When environment creation is expensive relative to task runtime, reusable containers keep a pool of warm containers ready, avoiding cold-start overhead. The Python process may be reused by subsequent task invocations.
Total concurrent capacity is max_replicas * concurrency. For example,
ReusePolicy(replicas=(1, 3), concurrency=2) supports up to 6 concurrent tasks.
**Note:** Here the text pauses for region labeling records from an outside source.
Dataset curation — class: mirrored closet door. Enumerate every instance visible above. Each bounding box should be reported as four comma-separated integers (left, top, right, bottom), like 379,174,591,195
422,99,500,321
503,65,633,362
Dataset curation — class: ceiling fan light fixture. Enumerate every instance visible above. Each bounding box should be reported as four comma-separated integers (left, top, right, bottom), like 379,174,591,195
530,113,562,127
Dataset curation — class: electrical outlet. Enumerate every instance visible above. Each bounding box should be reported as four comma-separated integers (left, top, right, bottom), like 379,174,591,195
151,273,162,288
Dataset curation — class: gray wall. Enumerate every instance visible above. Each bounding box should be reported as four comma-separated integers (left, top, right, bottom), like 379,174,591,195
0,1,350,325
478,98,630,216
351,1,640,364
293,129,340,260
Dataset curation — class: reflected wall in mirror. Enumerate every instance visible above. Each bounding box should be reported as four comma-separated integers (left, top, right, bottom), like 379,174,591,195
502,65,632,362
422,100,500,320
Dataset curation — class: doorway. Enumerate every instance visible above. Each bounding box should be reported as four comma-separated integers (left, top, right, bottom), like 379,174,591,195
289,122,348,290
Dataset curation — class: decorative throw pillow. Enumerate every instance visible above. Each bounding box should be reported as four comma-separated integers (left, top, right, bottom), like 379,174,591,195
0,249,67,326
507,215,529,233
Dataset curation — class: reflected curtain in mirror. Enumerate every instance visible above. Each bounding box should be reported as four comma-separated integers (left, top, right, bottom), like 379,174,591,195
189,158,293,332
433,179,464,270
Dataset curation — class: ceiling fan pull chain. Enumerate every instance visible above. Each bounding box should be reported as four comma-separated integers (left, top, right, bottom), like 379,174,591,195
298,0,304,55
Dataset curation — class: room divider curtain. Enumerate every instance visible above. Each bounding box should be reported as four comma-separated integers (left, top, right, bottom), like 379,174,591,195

Caution: The environment is shared across invocations — manage memory and resources carefully.
Example:
env = flyte.TaskEnvironment(
name="fast_env",
reusable=flyte.ReusePolicy(replicas=(1, 3), concurrency=2),
)Parameters
class ReusePolicy(
replicas: typing.Union[int, typing.Tuple[int, int]],
idle_ttl: typing.Union[int, datetime.timedelta],
concurrency: int,
scaledown_ttl: typing.Union[int, datetime.timedelta],
)| Parameter | Type | Description |
|---|---|---|
replicas |
typing.Union[int, typing.Tuple[int, int]] |
Number of container replicas to maintain. - int: Fixed replica count, always running (e.g., replicas=3). - tuple(min, max): Auto-scaling range (e.g., replicas=(1, 5)). Scales between min and max based on demand. Default is 2. A minimum of 2 replicas is recommended to avoid starvation when the parent task occupies one replica. |
idle_ttl |
typing.Union[int, datetime.timedelta] |
Environment-level idle timeout — shuts down all replicas when the entire environment has been idle for this duration. Specified as seconds (int) or timedelta. Minimum 30 seconds. Default is 30 seconds. |
concurrency |
int |
Maximum concurrent tasks per replica. Values greater than 1 are only supported for async tasks. Default is 1. |
scaledown_ttl |
typing.Union[int, datetime.timedelta] |
Per-replica scale-down delay — minimum time to wait before removing an individual idle replica. Prevents rapid scale-down when tasks arrive in bursts. Specified as seconds (int) or timedelta. Default is 30 seconds. Note the distinction: idle_ttl controls when the whole environment shuts down; scaledown_ttl controls when individual replicas are removed during auto-scaling. |
Properties
| Property | Type | Description |
|---|---|---|
max_replicas |
None |
Returns the maximum number of replicas. |
min_replicas |
None |
Returns the minimum number of replicas. |
Methods
| Method | Description |
|---|---|
get_scaledown_ttl() |
Returns the scaledown TTL as a timedelta. |
get_scaledown_ttl()
def get_scaledown_ttl()Returns the scaledown TTL as a timedelta. If scaledown_ttl is not set, returns None.